You write, "No more speaking for us." By this I suppose you mean, making general statements about poetry. But making general statements is not inherently wrong; & I can't "speak for us" unless my general statements are accepted as true to some degree. It's perhaps unusual to make general statements; but a main element of my "poetics" is the claim that making poetry is a distinctive activity, distinctive from "writing", distinctive from prose, distinctive from other kinds of discourse. & I'm claiming that this distinctive activity is characteristic of poetry in general.
OK. The root distinction between poetry & other language usage is that poetry originates and remains inalienable from SONG. The core of poetry is the fusion of sound & sense, each of them given equal value (where as in prose, sound is made a transparent vehicle for sense. I'm speaking of the prose function & the poetic function : I'm not denying that some prose has poetic qualities & vice versa). This fusion of sound & sense stems from song itself.
But what is music, what is song, what is the "fusion of sound & sense"? They are incomprehensible without a particular sense of time : that is, time in its immediacy, in its PRESENCE, in its now. In prose of all kinds we project our thoughts & responses into the otherness of a conceptual or fictional elsewhere. Even the poetic evocation of a reality, experienced in the "now" of our reading of a novel, is the experience of another time and place. Not so in poetry - even if these "prose" aspects are part of it (say in epic or narrative or even lyric reminiscence) : poetry is a recitation, a performance, which has an immediacy, an embodied presence lacking in other genres. Even as we read a poetic text from a long-dead poet, this immediacy is implied (it is a score for oral recitation).

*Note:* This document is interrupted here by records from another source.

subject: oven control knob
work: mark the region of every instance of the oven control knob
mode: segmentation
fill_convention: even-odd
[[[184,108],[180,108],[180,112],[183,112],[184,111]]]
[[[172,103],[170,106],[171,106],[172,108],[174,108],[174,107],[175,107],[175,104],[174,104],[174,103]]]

Finally, what I'm saying is that this modal, generic quality, this distinctive effect of poetry, spills over into its techniques, themes, subject-matter, and colors all of them. Which brings me back to the general statement I started with : poetry-making has the effect of bringing time past and future into Now, into contemporaneity. & this in turn is an effect of its descent from song. Poetry embodies & incarnates Presence, insofar as we experience presence in verbal art (there are other ways to experience it, of course).
& I think these general qualities have consequences for more particular aspects of style, worldview, and so on. Because for me anyway, "presence" implies the presence of a person, of an individual. & this implication runs contrary to massive intellectual/artistic forces of the last few decades. Person, personality : critics elide them with an "ism" (individualism). But this elision loses. . . me. & as I tried to show in earlier post, Island Road exemplifies this whole process in a particular way. In Island Road, Shakespeare is now, dead Berryman's dead fictional "Henry" is now, again. It's a kind of literary resurrection into NOW. & this "presence" is a parodic, burlesque parable, "through a glass darkly", of the divine Imago, the Person, in the eternal Now.